Of course, the District Attorney is quite right to insist that, had appellant been prosecuted for escape, a jury might rationally have found the evidence insufficient to show that he had really departed from custody. Because, in a prosecution for escape, the State must prove departure beyond reasonable doubt, relevant evidence of departure might still be regarded by a rational jury as too weak or unclear to justify such a conclusion. In the instant cause, however, it was the State’s burden to show, not that appellant had departed, but that he was still in custody, or at least that he believed himself to be in custody, at the time of his unlawful entry. Because the only relevant evidence on this question militates against such a conclusion, it was not rational in my view for the jury to find in the State’s favor on this element.
However, my personal belief on this question, and that of my colleagues, is not especially important as I do not think it within this Court’s power to make a determination of evidentiary insufficiency on discretionary review. See King v. State, 895 S.W.2d 701 (Tex.Crim.App.1995) (Meyers, J., dissenting). Because the Court of Appeals has not yet determined for itself whether the evidence will support a conclusion that appellant mis*896takenly believed himself to be in custody when he entered the apartment in question, I would vacate its judgment and remand this cause for it to complete the evidentiary review it truncated when it erroneously assumed that appellant could not intend to escape if escape was impossible under the circumstances. Ardia v. State, 834 S.W.2d 357 (Tex.Crim.App.1992). Although I believe that, on remand, the Court of Appeals would certainly hold the evidence insufficient to establish this essential element of the alleged offense, it is plainly that Court’s job, not ours, to make such a determination.
Accordingly, I dissent.
WHITE, J., joins.. Apparently it is the position of Justice Powers, who filed a dissenting opinion in the lower court, that departure from custody does not occur until one is legally discharged. As I read his analysis, it would follow that appellant in the instant cause never actually escaped, since his legal status never changed, and could never have changed during the relevant interval. Lawhom, 843 S.W.2d at 272-73. I would reject this unusual reading of the word “custody.”

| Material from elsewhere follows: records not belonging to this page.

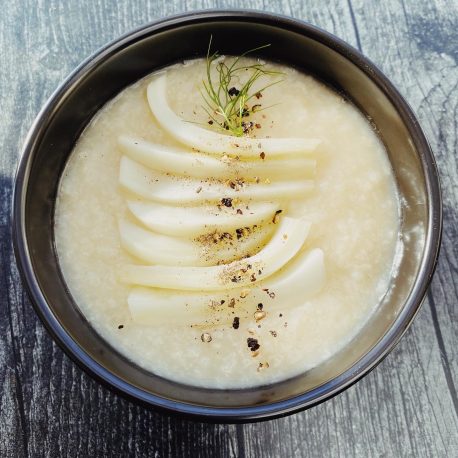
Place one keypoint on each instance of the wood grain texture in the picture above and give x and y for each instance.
(407, 407)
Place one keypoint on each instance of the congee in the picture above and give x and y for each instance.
(227, 222)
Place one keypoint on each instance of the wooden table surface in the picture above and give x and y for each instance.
(408, 406)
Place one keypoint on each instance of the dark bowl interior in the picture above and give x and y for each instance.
(130, 58)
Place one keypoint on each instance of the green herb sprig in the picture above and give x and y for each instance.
(227, 105)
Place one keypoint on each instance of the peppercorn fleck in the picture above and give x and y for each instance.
(226, 201)
(253, 344)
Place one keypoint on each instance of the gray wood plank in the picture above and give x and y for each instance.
(49, 407)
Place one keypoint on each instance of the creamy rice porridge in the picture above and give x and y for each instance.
(227, 261)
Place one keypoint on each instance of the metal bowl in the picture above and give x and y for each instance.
(119, 64)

. To prove that appellant entered the apartment with intent to commit escape, the State would have to establish that appellant believed himself at that time still to be in "custody,” as meant by the Penal Code, and not merely to be still in the process of "getting free or away,” as is sometimes meant by "escape" in ordinary parlance. Compare Tex.Penal Code Ann. § 38.01(2), (3) (West 1989) with The New Merriam-Webster Dictionary p. 257 (1989).